U.S. DOE AMASE Project

Architecture and Management for Autonomic Science Ecosystems

Home Papers Participants Resource News

About

The AMASE project is fund by the U.S. Department of Energy’s Smart High-Performance Computing and Communications (SmartHPCC) program managed by Thomas Ndousse-Fetter. It was launched in September, 2017.

Motivation

Extraordinary advances in computing, communication networks, and information technologies have produced an explosive growth of highly interconnected systems, which are increasingly becoming complex, dynamic, heterogeneous, and challenging to operate and manage with existing approaches.
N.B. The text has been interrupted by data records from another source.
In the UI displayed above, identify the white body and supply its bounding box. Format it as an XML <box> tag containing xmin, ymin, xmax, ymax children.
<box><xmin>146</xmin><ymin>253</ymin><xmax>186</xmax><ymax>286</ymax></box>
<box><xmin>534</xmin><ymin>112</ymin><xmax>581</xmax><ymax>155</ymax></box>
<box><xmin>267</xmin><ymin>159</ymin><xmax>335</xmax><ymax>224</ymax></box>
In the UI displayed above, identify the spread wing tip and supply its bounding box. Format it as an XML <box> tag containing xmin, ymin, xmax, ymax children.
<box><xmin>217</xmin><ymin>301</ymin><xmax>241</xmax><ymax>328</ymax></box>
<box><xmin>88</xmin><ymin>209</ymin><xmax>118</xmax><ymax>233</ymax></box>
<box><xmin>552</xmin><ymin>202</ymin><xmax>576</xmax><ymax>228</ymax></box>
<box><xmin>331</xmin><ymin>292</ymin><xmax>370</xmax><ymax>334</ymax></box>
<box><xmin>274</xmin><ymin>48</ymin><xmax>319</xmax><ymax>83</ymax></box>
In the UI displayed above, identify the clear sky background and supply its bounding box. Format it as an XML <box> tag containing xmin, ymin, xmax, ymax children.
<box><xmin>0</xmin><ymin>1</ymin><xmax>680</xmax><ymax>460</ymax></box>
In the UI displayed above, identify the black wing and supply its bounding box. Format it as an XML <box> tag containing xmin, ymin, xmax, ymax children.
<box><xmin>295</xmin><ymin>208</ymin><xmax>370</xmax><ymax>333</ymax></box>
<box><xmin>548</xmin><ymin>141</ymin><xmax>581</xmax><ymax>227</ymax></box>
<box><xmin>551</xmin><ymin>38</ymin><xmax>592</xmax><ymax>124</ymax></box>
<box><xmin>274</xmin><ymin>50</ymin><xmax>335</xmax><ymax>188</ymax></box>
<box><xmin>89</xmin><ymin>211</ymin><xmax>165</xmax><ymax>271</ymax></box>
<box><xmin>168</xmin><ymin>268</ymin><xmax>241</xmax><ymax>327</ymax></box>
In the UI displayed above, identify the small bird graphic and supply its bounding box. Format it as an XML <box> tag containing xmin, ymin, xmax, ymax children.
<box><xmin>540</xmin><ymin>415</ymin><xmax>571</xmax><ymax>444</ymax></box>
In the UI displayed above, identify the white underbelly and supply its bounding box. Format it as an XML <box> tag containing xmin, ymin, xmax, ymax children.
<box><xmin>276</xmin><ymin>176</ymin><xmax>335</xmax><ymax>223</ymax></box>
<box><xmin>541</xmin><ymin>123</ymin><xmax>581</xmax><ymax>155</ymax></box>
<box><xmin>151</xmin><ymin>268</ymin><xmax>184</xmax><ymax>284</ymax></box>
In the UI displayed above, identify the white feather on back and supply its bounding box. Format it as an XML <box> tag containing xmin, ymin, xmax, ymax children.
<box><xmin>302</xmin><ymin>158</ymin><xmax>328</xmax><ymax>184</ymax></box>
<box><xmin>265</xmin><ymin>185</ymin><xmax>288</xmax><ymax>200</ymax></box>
For large organizations such as DOE’s science community with thousands of geographically interconnected systems, traditional distributed systems operation and management based on static behaviors, interactions, and configuration are proving to be inadequate. Many of these conventional systems are labor-intensive (human in the loop requirement) to operate, often requiring expertise that can’t be easily sustained, replaced, or scaled, especially as we approach the era of Internet of Things (IoT).
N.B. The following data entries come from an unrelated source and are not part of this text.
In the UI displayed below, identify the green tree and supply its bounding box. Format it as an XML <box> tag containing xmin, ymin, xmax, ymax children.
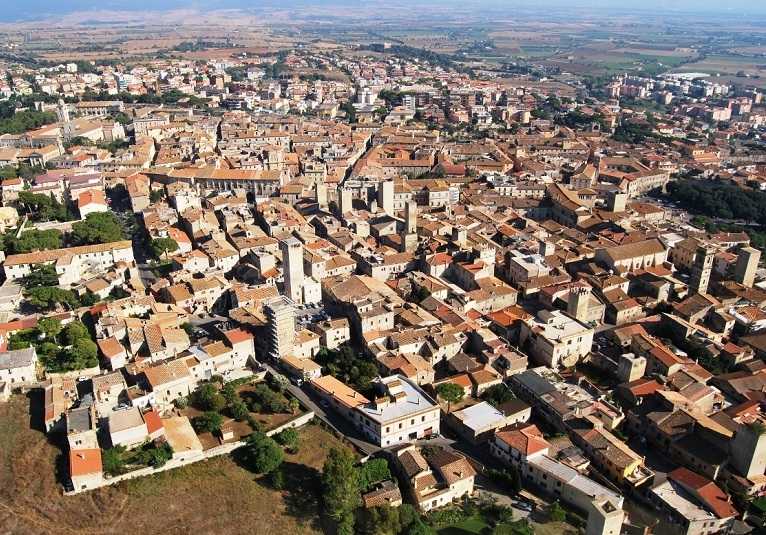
<box><xmin>2</xmin><ymin>229</ymin><xmax>64</xmax><ymax>255</ymax></box>
<box><xmin>548</xmin><ymin>501</ymin><xmax>567</xmax><ymax>522</ymax></box>
<box><xmin>481</xmin><ymin>383</ymin><xmax>516</xmax><ymax>407</ymax></box>
<box><xmin>436</xmin><ymin>383</ymin><xmax>465</xmax><ymax>412</ymax></box>
<box><xmin>26</xmin><ymin>286</ymin><xmax>79</xmax><ymax>311</ymax></box>
<box><xmin>62</xmin><ymin>321</ymin><xmax>90</xmax><ymax>346</ymax></box>
<box><xmin>322</xmin><ymin>448</ymin><xmax>360</xmax><ymax>535</ymax></box>
<box><xmin>150</xmin><ymin>238</ymin><xmax>178</xmax><ymax>258</ymax></box>
<box><xmin>492</xmin><ymin>519</ymin><xmax>535</xmax><ymax>535</ymax></box>
<box><xmin>59</xmin><ymin>338</ymin><xmax>98</xmax><ymax>370</ymax></box>
<box><xmin>359</xmin><ymin>458</ymin><xmax>391</xmax><ymax>492</ymax></box>
<box><xmin>136</xmin><ymin>442</ymin><xmax>173</xmax><ymax>468</ymax></box>
<box><xmin>229</xmin><ymin>399</ymin><xmax>250</xmax><ymax>422</ymax></box>
<box><xmin>192</xmin><ymin>383</ymin><xmax>226</xmax><ymax>412</ymax></box>
<box><xmin>101</xmin><ymin>446</ymin><xmax>125</xmax><ymax>476</ymax></box>
<box><xmin>37</xmin><ymin>318</ymin><xmax>62</xmax><ymax>340</ymax></box>
<box><xmin>0</xmin><ymin>165</ymin><xmax>19</xmax><ymax>179</ymax></box>
<box><xmin>404</xmin><ymin>519</ymin><xmax>436</xmax><ymax>535</ymax></box>
<box><xmin>269</xmin><ymin>467</ymin><xmax>285</xmax><ymax>490</ymax></box>
<box><xmin>274</xmin><ymin>427</ymin><xmax>300</xmax><ymax>453</ymax></box>
<box><xmin>19</xmin><ymin>191</ymin><xmax>71</xmax><ymax>221</ymax></box>
<box><xmin>71</xmin><ymin>212</ymin><xmax>125</xmax><ymax>245</ymax></box>
<box><xmin>192</xmin><ymin>411</ymin><xmax>223</xmax><ymax>433</ymax></box>
<box><xmin>242</xmin><ymin>432</ymin><xmax>284</xmax><ymax>474</ymax></box>
<box><xmin>0</xmin><ymin>110</ymin><xmax>56</xmax><ymax>134</ymax></box>
<box><xmin>21</xmin><ymin>264</ymin><xmax>59</xmax><ymax>289</ymax></box>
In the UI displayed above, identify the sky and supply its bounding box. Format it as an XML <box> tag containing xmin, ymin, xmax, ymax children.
<box><xmin>6</xmin><ymin>0</ymin><xmax>766</xmax><ymax>21</ymax></box>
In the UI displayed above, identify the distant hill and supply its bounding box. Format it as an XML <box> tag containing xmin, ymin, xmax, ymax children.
<box><xmin>6</xmin><ymin>0</ymin><xmax>766</xmax><ymax>22</ymax></box>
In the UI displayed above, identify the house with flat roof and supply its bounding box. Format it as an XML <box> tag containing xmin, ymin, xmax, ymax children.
<box><xmin>519</xmin><ymin>310</ymin><xmax>594</xmax><ymax>369</ymax></box>
<box><xmin>356</xmin><ymin>375</ymin><xmax>441</xmax><ymax>447</ymax></box>
<box><xmin>395</xmin><ymin>444</ymin><xmax>476</xmax><ymax>512</ymax></box>
<box><xmin>0</xmin><ymin>347</ymin><xmax>37</xmax><ymax>388</ymax></box>
<box><xmin>447</xmin><ymin>400</ymin><xmax>532</xmax><ymax>444</ymax></box>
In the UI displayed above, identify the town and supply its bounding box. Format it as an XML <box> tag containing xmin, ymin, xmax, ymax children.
<box><xmin>0</xmin><ymin>7</ymin><xmax>766</xmax><ymax>535</ymax></box>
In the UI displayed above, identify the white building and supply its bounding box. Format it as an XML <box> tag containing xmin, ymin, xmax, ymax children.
<box><xmin>356</xmin><ymin>375</ymin><xmax>441</xmax><ymax>447</ymax></box>
<box><xmin>3</xmin><ymin>240</ymin><xmax>134</xmax><ymax>285</ymax></box>
<box><xmin>520</xmin><ymin>310</ymin><xmax>594</xmax><ymax>369</ymax></box>
<box><xmin>0</xmin><ymin>347</ymin><xmax>37</xmax><ymax>388</ymax></box>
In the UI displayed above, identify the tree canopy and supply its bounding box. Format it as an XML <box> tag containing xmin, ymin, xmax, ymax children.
<box><xmin>8</xmin><ymin>318</ymin><xmax>98</xmax><ymax>372</ymax></box>
<box><xmin>71</xmin><ymin>212</ymin><xmax>125</xmax><ymax>245</ymax></box>
<box><xmin>19</xmin><ymin>191</ymin><xmax>72</xmax><ymax>221</ymax></box>
<box><xmin>322</xmin><ymin>448</ymin><xmax>361</xmax><ymax>535</ymax></box>
<box><xmin>0</xmin><ymin>110</ymin><xmax>56</xmax><ymax>134</ymax></box>
<box><xmin>242</xmin><ymin>432</ymin><xmax>284</xmax><ymax>474</ymax></box>
<box><xmin>0</xmin><ymin>229</ymin><xmax>64</xmax><ymax>254</ymax></box>
<box><xmin>314</xmin><ymin>345</ymin><xmax>378</xmax><ymax>393</ymax></box>
<box><xmin>667</xmin><ymin>179</ymin><xmax>766</xmax><ymax>225</ymax></box>
<box><xmin>150</xmin><ymin>238</ymin><xmax>178</xmax><ymax>258</ymax></box>
<box><xmin>21</xmin><ymin>264</ymin><xmax>59</xmax><ymax>290</ymax></box>
<box><xmin>436</xmin><ymin>383</ymin><xmax>465</xmax><ymax>412</ymax></box>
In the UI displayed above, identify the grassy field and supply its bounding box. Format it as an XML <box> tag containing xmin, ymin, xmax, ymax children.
<box><xmin>0</xmin><ymin>396</ymin><xmax>348</xmax><ymax>535</ymax></box>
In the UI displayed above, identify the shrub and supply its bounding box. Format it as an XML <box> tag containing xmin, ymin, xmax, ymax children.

Current interconnected conventional systems are governed by local static policies (e.g. cyber security, SLA, and scheduling policies) that are difficult to dynamically negotiate and synchronize in order to obtain the desired level of end-to-end services. In summary, conventional systems are rapidly becoming fragile, unmanageable, and insecure when configured as a federation of resources to provide globally accessible services. These concerns have led researchers to explore alternative strategies for designing, operating, and managing complex engineered systems with massively interacting heterogeneous components.

Our mission

Scientific computing systems are becoming significantly more complex, and have reached a critical limit in manageability using current human-in-the-loop techniques. The current state-of-the-art for managing HPC infrastructures does not leverage the remarkable advances in machine learning to more accurately predict, diagnose, and improve computational resources in response to user computation. The DOE science complex consists of thousands of interconnected systems that are geographically distributed. As distributed teams and complex workflows now span resources from telescopes and light sources to fast networks and smart IoT sensor systems, it is clear that a single, centralized, administrative team and software stack cannot coordinate and manage all of the resources. Instead, resources must begin to respond autonomically, managing and tuning their behavior in response to scientific workflows. This project outlines a plan to explore the architecture, methods, and algorithms needed to support future scientific computing systems that self-tune and self-manage. We propose to make the science ecosystem smart by incorporating the functions of sensing, intelligence, and control. Our aim is threefold:

  1. Design a scalable architecture for smart science ecosystems.
  2. Embed intelligence in relevant sub-systems via light-weight machine learning.
  3. Explore methods for distributed and autonomous management of the systems.

We believe the outcome of this research to design and prototype a smart distributed science ecosystem has many benefits:

  1. Scientists using DOE computing infrastructure will be able to run workflows on automatically selected resources that are dynamically configured and tuned for their application.
  2. Facility and network operators will have the ability to predict and diagnose problems before they cause downtime.